Jardim de Vila Franca. Manhã. Frio.
Os miúdos jogam à bola, indiferentes à temperatura baixa que se fazia sentir. Os corpos agitados, sorridentes, disputam a bola sem medo de quedas, esfoladelas ou querelas pela vitória.
Humberto, que andou em passos largos e confiantes entre o carro e o pequeno ajuntamento de divertidos, abrandou a passada. Os miúdos sempre foram o seu ponto fraco quando era inspector.
Nunca soube como os abordar, compreender... como extrair o melhor das suas mentes, para benefício das investigações em que se viu envolvido.
"Bom, o que tem de ser tem de ser", pensou, enquanto levantava a mão direita.
-"Eh, rapazes, cheguem aqui, se faz favor!", convocou.
-"O que é, sócio?", pergunta o rapaz mais espigadote, de bola debaixo do braço. Humberto revira os olhos e pensa que esta vai ser uma conversa difícil...
-"Algum de vocês viu o que se passou ontem ali no cais?"
-"Então não vimos! Foi bueda fixe, não foi? O tipo 'tava todo marado...", respondeu o mesmo espigadote, olhando para os amigos que se aproximavam, em busca de aprovação grupal. Todos riram.
-" Pois... bom, e algum de vocês viu alguma coisa esquisita? Alguém vos fez um pedido estranho enquanto a polícia estava de volta do corp.... da situação?"
Todos abanaram a cabeça negativamente, com ar surpreso. Humberto percebeu que as suas competências psicológicas não lhe permitiriam obter ali informação útil .
-"OK, então fazemos assim: eu tenho aqui um cartãozinho com o meu número de telemóvel. Se algum de vocês tiver informações sobre o que aconteceu, liguem-me que vou ficar muito agradecido."

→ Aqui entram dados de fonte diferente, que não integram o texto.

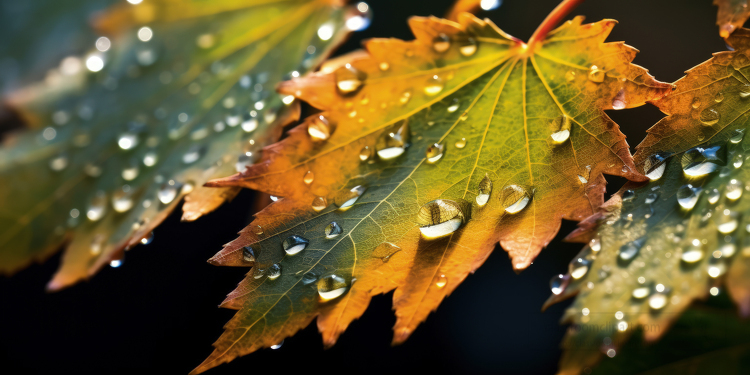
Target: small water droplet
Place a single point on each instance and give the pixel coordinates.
(442, 217)
(687, 196)
(331, 287)
(248, 254)
(433, 86)
(734, 189)
(484, 190)
(441, 281)
(595, 74)
(710, 116)
(515, 198)
(309, 177)
(320, 128)
(392, 144)
(561, 129)
(349, 80)
(319, 203)
(441, 43)
(333, 230)
(559, 283)
(434, 153)
(699, 161)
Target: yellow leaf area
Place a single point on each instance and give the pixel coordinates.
(464, 134)
(656, 248)
(732, 15)
(182, 99)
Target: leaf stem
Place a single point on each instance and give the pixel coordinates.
(562, 10)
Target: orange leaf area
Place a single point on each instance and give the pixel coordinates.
(426, 155)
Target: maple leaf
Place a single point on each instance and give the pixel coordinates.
(187, 95)
(656, 248)
(465, 134)
(732, 15)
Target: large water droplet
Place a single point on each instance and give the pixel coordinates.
(347, 198)
(434, 153)
(442, 217)
(515, 198)
(392, 144)
(561, 132)
(433, 86)
(710, 116)
(331, 286)
(700, 161)
(484, 190)
(687, 196)
(333, 230)
(349, 79)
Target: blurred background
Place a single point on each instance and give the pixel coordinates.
(157, 313)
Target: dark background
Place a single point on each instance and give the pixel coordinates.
(158, 312)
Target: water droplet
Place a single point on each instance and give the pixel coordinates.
(349, 80)
(484, 190)
(148, 239)
(515, 198)
(248, 254)
(274, 271)
(441, 43)
(559, 283)
(333, 230)
(595, 74)
(657, 301)
(319, 203)
(737, 136)
(442, 217)
(629, 251)
(365, 154)
(347, 198)
(734, 189)
(700, 161)
(454, 105)
(320, 128)
(441, 281)
(579, 267)
(727, 221)
(122, 201)
(561, 126)
(710, 116)
(167, 193)
(651, 198)
(693, 253)
(687, 196)
(468, 47)
(98, 206)
(434, 153)
(331, 287)
(655, 165)
(391, 145)
(433, 86)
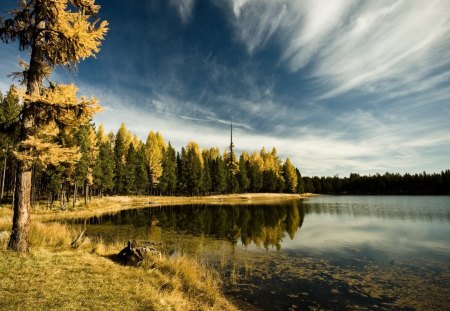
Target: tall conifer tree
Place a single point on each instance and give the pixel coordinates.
(55, 32)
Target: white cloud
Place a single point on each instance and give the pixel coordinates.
(184, 8)
(367, 45)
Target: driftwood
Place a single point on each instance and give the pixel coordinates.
(133, 255)
(74, 242)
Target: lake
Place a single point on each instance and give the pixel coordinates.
(326, 252)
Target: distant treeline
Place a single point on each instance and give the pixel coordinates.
(121, 164)
(381, 184)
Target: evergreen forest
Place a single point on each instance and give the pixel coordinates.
(122, 164)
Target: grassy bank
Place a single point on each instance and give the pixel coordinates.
(117, 203)
(54, 276)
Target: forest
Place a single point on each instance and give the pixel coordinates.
(121, 164)
(387, 184)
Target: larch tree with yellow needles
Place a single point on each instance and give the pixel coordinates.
(55, 32)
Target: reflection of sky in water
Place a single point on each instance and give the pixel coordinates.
(329, 252)
(375, 226)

-" Ah, 'tá bem... E o que é que a gente ganha com isso, sócio?"
-"Prometo que vos dou umas alvíssaras à maneira!"
-"Alviquê??"
-"Recompensa. Uma recompensa jeitosa."
-"Ah...". O espigadote deixa cair a bola no chão, chutando-a para a zona onde jogavam quando foram interrompidos, e todos correm para reaquecer os corpos que esfriavam.
Enquanto os vê afastarem-se, Humberto sente que este caminho o conduziu a um beco sem saída. Uma caixa cheia de peças que tanto podem ser um puzzle incompleto, mas com sentido, como simples acasos sem sentido.
Enquanto vê o homem velho afastar-se, Jonas aproxima-se do Salinas.
-"Puto, deixa lá ver o cartão do velho."
-"Para quê, Jójó? Queres ir fazer uma visita ao lar de idosos, é?", responde Salinas com um riso gozão, enquanto entrega o cartão beje e prossegue com a disputa da redonda.
-"Achas que sim, otário? Vou mas é mijar e deito essa merda fora!"
Pedro afasta-se com ar despreocupado, até entrar no Pavilhão. Dirige-se à cabine telefónica, introduz algumas moedas, liga para um número que decorou na noite anterior.
-"Quem é?", atende uma voz.
-"Sou eu, o Jójó."
-"Ah... Então, tens novidades?"
-"Acho que sim... Veio cá aquele tipo de ontem, do barco que você me pediu para deixar a carta...perguntar se algum de nós sabia alguma coisa do que aconteceu... Deixou um cartão com o número de telefone."
-"Ai sim?... Dá-me lá esse nome e número, então...", pede a voz calmamente.
-"E guito? Não ganho nada?"
-"Rapaz, rapaz... a ganância é um pecado mortal, não andaste na catequese? Enfim, dá-me o que te pedi, e hoje mesmo vou aí dar-te mais 100 euros, ok?"
O rapaz saltou de animação, com o auscultador na mão esquerda e o cartão na mão direita, e a conversa continuou por mais alguns segundos. Foi a última alegria que teve.